Palacio Nazarenas sits at the heart of Cuzco, at the point where two ceremonial Inca thoroughfares once met, 3 blocks uphill from the Plaza de Armas, Cuzco’s main square. Today this strategic location is one of the city’s most delightful, peaceful squares. According to the 16th century historian, El Inca, Garcilasco de la Vega, the family home of the last great emperor, Huayna Capac, once stood somewhere in this area which was known as Amaru Qata (Serpent Slope).

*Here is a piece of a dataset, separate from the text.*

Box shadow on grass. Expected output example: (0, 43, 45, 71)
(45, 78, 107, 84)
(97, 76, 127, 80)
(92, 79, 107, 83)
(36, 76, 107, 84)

It is thought that Palacio Nazarenas may stand on this imperial site. And certainly the Spanish colonial building in which we stayed (now the hotel) does feature elements that reflect its ancient name. The massive coat-of-arms carved above the main entrance (see the photograph, above) sports a pair of mythical beasts with serpent tails, while numerous stones about the walls feature small snakes in high relief (see the last photograph in this post). Many of these stones were taken from former Inca buildings and reused to create this early colonial residence. For centuries, up until today, Cuzco townspeople have referred to the building as La Casa de las Sierpes (House of Snakes).
In 1757 Palacio Nazarenas became a beaterio, a type of “second rung” convent for daughters of the native Spanish-descended aristocracy.
The 45 barefoot Nazarenes who came to reside here welcomed the public to masses while they remained sequestered behind screened-off enclosures.
Many frescoes dating from the early convent period remain sheltered under the courtyard patio’s arcades.
In 1961 the Nazarenes joined the Carmelite nuns, dissolving their order into the larger organization; in 1977 they moved to a smaller quarters and historic building was rented to a Peruvian government agency. In 1998 a lease was signed with Peru Hotels who transferred the lease in 1999 to Orient-Express Hotels, Ltd. (later renamed Belmond).
The design and planning phase of converting the convent into a luxury hotel lasted until 2009, followed by restoration and construction. The first guests were welcomed to Palacio Nazarenas in June 2012.
After our arrival, we had a late luncheon at the Senzo Restaurant at the hotel. Impeccably fresh ingredients, simply prepared and delicious!
Note the serpents carved into the 15th century Inca stone blocks that form the foundation wall of the former convent, now the Palacio Nazarenas Hotel (photograph, below).